Dynamic Capabilities and Organizational Agility: Risk, Uncertainty and Entrepreneurial Management in the Innovation Economy
California Management Review, Forthcoming
33 Pages Posted: 28 Apr 2016 Last revised: 23 Jul 2016
Date Written: April 7, 2016
“Organizational agility” is often treated as an immutable quality, where it is implied that firms need to be in a constant state of transformation. But such advice ignores that changes and transformations, while often essential, come with a cost, are not always necessary, and may not even be possible. Our approach is to explore agility at a more fundamental level and relate it more specifically to dynamic capabilities. We find it essential to first understand deep uncertainty, which is ubiquitous in the innovation economy. It is very different from risk, which can be managed using traditional tools and approaches. Strong dynamic capabilities are necessary for fostering the organizational agility necessary to address deep uncertainty, such as that generated by innovation and the associated dynamic competition. We explore the mechanisms by which managers may calibrate the required level of organizational agility, deliver it cost effectively, and relate it to strategy.
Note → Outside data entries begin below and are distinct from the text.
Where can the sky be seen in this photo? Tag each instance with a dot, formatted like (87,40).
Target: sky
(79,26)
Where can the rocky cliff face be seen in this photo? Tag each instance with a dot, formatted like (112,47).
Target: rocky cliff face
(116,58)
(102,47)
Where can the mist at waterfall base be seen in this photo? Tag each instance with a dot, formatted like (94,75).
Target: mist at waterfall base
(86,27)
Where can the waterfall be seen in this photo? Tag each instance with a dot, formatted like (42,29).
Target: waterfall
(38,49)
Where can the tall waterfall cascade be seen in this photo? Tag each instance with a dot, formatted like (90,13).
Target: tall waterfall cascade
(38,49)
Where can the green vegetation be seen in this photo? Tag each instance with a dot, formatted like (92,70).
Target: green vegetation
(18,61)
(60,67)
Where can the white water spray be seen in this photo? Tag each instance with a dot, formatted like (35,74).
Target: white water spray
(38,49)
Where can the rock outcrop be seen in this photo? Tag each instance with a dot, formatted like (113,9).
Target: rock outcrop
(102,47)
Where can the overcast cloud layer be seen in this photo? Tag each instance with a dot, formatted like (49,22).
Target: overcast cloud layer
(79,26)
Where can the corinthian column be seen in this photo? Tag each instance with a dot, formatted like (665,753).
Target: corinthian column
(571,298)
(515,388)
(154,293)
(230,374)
We provide a set of principles and practices that differ according to whether a firm is managing regular risk or deep uncertainty. These distinctions are critical, as the mistaken use of risk management tools in an environment of deep uncertainty can bring false comfort. Our approach embraces concepts from both financial economics (e.g., hedging and real options) and strategic management theory (e.g., managerial/entrepreneurial asset orchestration). We conclude that strong dynamic capabilities are essential when firms face deep uncertainty, which they frequently do in interdependent economies experiencing rapid technological change and financial disruption.